Mom's body creates Rh antibodies unless she receives a RhoGam shot soon after first delivery, miscarriage or abortion

RhoGam binds to loose fetal blood and removes it from body before she reacts

In 2nd child, hemolytic disease of the newborn may develop causing hemolysis of the fetal RBCs

 

Transfusion and Transfusion Reactions

Transfer of whole blood, cells or plasma into the bloodstream of recipient

used to treat anemia or severe blood loss

 Incompatible blood transfusions

antigen-antibody complexes form between plasma antibodies & “foreign proteins” on donated RBC's (agglutination)

donated RBCs become leaky (complement proteins) & burst

loose hemoglobin causes kidney damage

Problems caused by incompatibility between donor’s cells and recipient’s plasma

Donor plasma is too diluted to cause problems

 

Universal Donors and Recipients

People with type AB blood called “universal recipients” since have no antibodies in plasma

only true if cross match the blood for other antigens

People with type O blood cell called “universal donors” since have no antigens on their cells

theoretically can be given to anyone

Typing and Cross-Matching Blood

Mixing of incompatible blood causes agglutination (visible clumping)

formation of antigen-antibody complex that sticks cells together

not the same as blood clotting

Typing involves testing blood with known antisera that contain antibodies A, B or Rh+

Cross-matching is to test by mixing donor cells with recipient’s serum

Screening is to test recipient’s serum against known RBC’s having known antigens

 

Anemia = Not Enough RBCs

Symptoms

oxygen-carrying capacity of blood is reduced

fatigue, cold intolerance & paleness

lack of O2 for ATP & heat production

Types of anemia

iron-deficiency =lack of absorption or loss of iron

pernicious = lack of intrinsic factor for B12 absorption

hemorrhagic = loss of RBCs due to bleeding (ulcer)

hemolytic = defects in cell membranes cause rupture

thalassemia = hereditary deficiency of hemoglobin

aplastic = destruction of bone marrow (radiation/toxins)

Sickle-cell Anemia (SCA)

Genetic defect in hemoglobin molecule (Hb-S) that changes 2 amino acids

at low very O2 levels, RBC is deformed by changes in hemoglobin molecule within the RBC

sickle-shaped cells rupture easily = causing anemia & clots

Found among populations in malaria belt

Mediterranean Europe, sub-Saharan Africa & Asia

Person with only one sickle cell gene

increased resistance to malaria because RBC membranes leak K+ & lowered levels of K+ kill the parasite infecting the red blood cells

Hemophilia

Inherited deficiency of clotting factors

bleeding spontaneously or after minor trauma

subcutaneous & intramuscular hemorrhaging

nosebleeds, blood in urine, articular bleeding & pain

Hemophilia A lacks factor VIII (males only)

most common

Hemophilia B lacks factor IX (males only)

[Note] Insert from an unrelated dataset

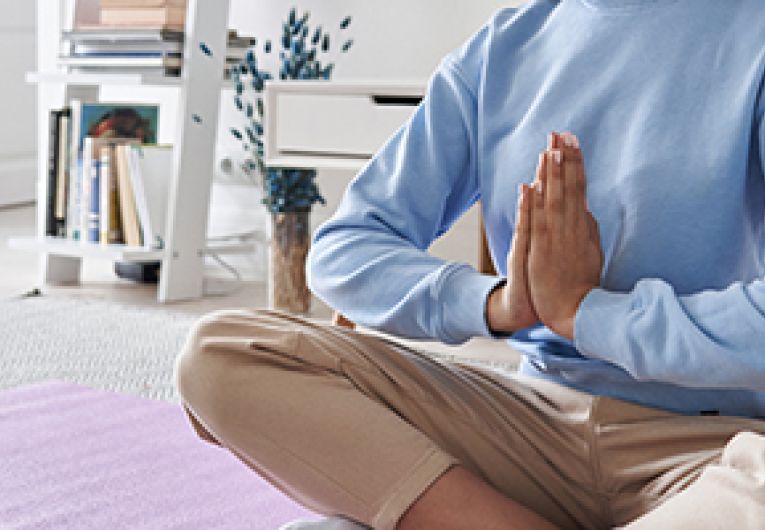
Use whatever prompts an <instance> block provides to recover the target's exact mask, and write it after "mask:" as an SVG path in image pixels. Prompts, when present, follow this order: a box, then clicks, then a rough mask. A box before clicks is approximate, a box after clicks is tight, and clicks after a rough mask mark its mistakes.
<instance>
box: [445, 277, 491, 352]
mask: <svg viewBox="0 0 765 530" xmlns="http://www.w3.org/2000/svg"><path fill="white" fill-rule="evenodd" d="M503 281H504V280H503V279H502V278H499V277H497V276H485V275H483V274H480V273H478V272H476V271H475V270H474V269H473V268H472V267H470V266H468V265H460V266H458V267H455V268H454V269H452V272H451V273H450V274H447V275H446V276H445V277H444V278H443V279H442V283H441V288H440V293H439V299H438V304H439V305H440V306H441V308H442V315H441V323H442V333H441V334H442V335H443V340H444V341H445V342H448V343H449V344H462V343H463V342H466V341H467V340H470V339H471V338H473V337H492V336H493V335H492V334H491V331H490V330H489V326H488V323H487V322H486V299H487V298H488V296H489V293H491V291H493V290H494V288H496V287H497V286H498V285H499V284H501V283H502V282H503Z"/></svg>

Hemophilia C (males & females)

less severe because alternate clotting activator exists

Treatment is transfusions of fresh plasma or concentrates of the missing clotting factor

 

 

Disseminated Intravascular Clotting

Life threatening paradoxical presence of blood clotting and bleeding at the same time throughout the whole body

so many clotting factors are removed by widespread clotting that too few remain to permit normal clotting

Associated with infections, hypoxia, low blood flow rates, trauma, hypotension & hemolysis

Clots cause ischemia and necrosis leading to multisystem organ failure

 

Leukemia

Acute leukemia

uncontrolled production of immature leukocytes

crowding out of normal red bone marrow cells by production of immature WBC

prevents production of RBC & platelets

Chronic leukemia

accumulation of mature WBC in bloodstream because they do not die

classified by type of WBC that is predominant---monocytic, lymphocytic.